UN Resumes Disarmament of Liberia's Former Combatants - 2004-04-15

The United Nations has resumed the long-delayed process of disarmament in Liberia after an initial attempt in December was suspended amid chaos.

The first five days of the new disarmament campaign will focus on the central town of Gbarnga, a stronghold for the rebels from Liberians United for Reconciliation and Democracy, or LURD.

The six-month campaign is aimed at disarming more than 40,000 former combatants. In the port city of Buchanan, the disarmament campaign will start April 20.

U.N. spokeswoman Margaret Novicki says she doesn't expect any problems in Gbarnga.

"We're processing 250 a day," she said. "That's in order to make sure that the camp is not overwhelmed.
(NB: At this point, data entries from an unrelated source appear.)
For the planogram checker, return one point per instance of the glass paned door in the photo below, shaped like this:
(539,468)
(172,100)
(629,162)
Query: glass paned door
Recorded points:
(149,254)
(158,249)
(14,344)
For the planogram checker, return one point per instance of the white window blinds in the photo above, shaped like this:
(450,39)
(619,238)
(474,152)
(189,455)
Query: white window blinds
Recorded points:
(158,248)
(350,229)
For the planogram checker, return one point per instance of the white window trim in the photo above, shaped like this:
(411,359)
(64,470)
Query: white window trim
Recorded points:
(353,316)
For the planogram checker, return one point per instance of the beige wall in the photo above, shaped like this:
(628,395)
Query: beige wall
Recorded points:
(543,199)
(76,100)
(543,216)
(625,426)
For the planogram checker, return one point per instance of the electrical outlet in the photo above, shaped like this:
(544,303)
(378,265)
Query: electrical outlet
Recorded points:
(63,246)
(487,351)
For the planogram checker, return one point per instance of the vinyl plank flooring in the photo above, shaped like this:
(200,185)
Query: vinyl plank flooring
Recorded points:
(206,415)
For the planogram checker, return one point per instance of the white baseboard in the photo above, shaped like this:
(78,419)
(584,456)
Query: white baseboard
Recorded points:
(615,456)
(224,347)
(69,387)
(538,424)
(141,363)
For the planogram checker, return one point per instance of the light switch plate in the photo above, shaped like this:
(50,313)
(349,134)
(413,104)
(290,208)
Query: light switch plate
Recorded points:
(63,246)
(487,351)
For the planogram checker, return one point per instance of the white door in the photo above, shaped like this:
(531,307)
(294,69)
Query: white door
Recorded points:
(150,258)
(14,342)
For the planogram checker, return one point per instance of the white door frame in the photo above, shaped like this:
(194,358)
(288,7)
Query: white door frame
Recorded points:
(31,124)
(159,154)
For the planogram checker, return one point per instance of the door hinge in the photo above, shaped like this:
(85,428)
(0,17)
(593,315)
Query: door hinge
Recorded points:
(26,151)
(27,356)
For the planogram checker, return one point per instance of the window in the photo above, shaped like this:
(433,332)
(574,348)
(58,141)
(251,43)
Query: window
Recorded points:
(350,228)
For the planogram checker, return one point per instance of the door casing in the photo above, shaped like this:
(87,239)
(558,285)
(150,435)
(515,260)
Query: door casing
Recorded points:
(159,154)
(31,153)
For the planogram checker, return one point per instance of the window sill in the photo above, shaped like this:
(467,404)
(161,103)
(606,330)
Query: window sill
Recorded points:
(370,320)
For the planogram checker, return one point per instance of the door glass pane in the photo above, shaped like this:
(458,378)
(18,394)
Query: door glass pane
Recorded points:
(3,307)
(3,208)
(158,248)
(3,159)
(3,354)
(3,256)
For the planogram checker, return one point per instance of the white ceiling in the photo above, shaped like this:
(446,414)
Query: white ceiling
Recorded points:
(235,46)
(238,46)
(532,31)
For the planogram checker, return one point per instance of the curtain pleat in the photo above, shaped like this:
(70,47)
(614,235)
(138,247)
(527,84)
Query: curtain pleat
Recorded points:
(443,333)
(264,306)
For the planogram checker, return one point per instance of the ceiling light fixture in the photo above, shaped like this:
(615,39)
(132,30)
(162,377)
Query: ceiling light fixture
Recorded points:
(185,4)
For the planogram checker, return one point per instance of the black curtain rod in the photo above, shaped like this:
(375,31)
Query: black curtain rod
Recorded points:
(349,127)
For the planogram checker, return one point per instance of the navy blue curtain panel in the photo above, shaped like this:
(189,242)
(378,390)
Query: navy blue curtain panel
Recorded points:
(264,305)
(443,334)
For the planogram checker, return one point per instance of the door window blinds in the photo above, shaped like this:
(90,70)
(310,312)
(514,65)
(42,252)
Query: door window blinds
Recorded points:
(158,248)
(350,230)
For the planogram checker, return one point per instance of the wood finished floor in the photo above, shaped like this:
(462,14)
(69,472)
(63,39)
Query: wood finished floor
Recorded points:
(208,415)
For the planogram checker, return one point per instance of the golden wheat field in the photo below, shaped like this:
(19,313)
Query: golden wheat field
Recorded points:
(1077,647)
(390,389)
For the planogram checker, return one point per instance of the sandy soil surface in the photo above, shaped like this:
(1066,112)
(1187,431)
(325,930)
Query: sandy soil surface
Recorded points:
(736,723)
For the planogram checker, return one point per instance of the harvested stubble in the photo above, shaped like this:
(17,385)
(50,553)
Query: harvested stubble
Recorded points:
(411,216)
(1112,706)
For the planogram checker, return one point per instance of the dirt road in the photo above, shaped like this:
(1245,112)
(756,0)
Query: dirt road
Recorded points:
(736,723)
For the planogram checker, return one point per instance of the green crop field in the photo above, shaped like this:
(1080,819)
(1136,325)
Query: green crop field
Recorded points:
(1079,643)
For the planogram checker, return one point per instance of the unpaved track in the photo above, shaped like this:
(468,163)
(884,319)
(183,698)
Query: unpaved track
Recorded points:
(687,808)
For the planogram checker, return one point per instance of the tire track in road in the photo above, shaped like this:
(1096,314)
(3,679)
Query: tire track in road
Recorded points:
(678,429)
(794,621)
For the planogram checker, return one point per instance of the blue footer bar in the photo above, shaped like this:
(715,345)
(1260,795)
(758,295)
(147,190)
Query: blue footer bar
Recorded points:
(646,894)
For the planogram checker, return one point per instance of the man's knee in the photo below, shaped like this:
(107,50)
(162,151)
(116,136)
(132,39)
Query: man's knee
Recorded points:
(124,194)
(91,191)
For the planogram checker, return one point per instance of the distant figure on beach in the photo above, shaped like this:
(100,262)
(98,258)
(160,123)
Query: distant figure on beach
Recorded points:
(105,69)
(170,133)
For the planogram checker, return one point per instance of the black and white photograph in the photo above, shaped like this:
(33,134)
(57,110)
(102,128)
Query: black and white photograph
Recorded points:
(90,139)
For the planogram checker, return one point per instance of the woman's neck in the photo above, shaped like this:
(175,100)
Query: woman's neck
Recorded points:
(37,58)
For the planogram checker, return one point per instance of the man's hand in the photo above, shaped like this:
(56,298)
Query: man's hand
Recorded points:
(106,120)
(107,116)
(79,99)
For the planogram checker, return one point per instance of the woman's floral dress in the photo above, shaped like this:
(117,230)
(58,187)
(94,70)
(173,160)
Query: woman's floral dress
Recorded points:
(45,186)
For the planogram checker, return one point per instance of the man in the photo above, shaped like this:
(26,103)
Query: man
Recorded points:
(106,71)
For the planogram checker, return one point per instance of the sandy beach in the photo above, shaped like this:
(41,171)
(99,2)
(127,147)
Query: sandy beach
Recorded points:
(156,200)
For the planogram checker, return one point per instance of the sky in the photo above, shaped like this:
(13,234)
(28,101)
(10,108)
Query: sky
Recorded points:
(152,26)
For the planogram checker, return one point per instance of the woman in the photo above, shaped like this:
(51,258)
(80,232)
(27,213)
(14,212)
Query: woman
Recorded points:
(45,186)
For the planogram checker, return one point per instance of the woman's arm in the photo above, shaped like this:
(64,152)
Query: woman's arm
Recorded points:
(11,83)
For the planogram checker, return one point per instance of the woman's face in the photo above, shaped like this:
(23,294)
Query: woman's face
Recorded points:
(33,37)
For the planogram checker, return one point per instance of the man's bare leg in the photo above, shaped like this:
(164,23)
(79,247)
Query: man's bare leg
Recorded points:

We're trying to keep it to a manageable amount per day so that we don't have a repeat of what happened at Camp Schieffelin."

Camp Schieffelin was the site where efforts to launch the disarmament process last December were suspended when thousands of rebels went on a rampage over what they considered low cash incentives.

There were only 5,000 U.N. peacekeepers in Liberia at the time, and since then the force has grown to 15,000.

To prepare for this round, the United Nations has conducted a four month information campaign to explain how the disarmament process works.

A former rebel leader who is now the deputy minister for national defense, Joe Wylie, says that vocational and educational training for the former rebels is a key element of the disarmament process.

"We are going to rehabilitate these combatants and I think the U.N. has the will, the capacity to do that," he said. "Of course, the army is about to be restructured. We at the Ministry of Defense will try our best to absorb a good number of the former combatants who are qualified, who meet the criteria."

He says that many of the combatants were child soldiers and need to find employment.

The United Nations views the disarmament process in Liberia as the key to establishing peace in the country ravaged by 14 years of brutal civil war.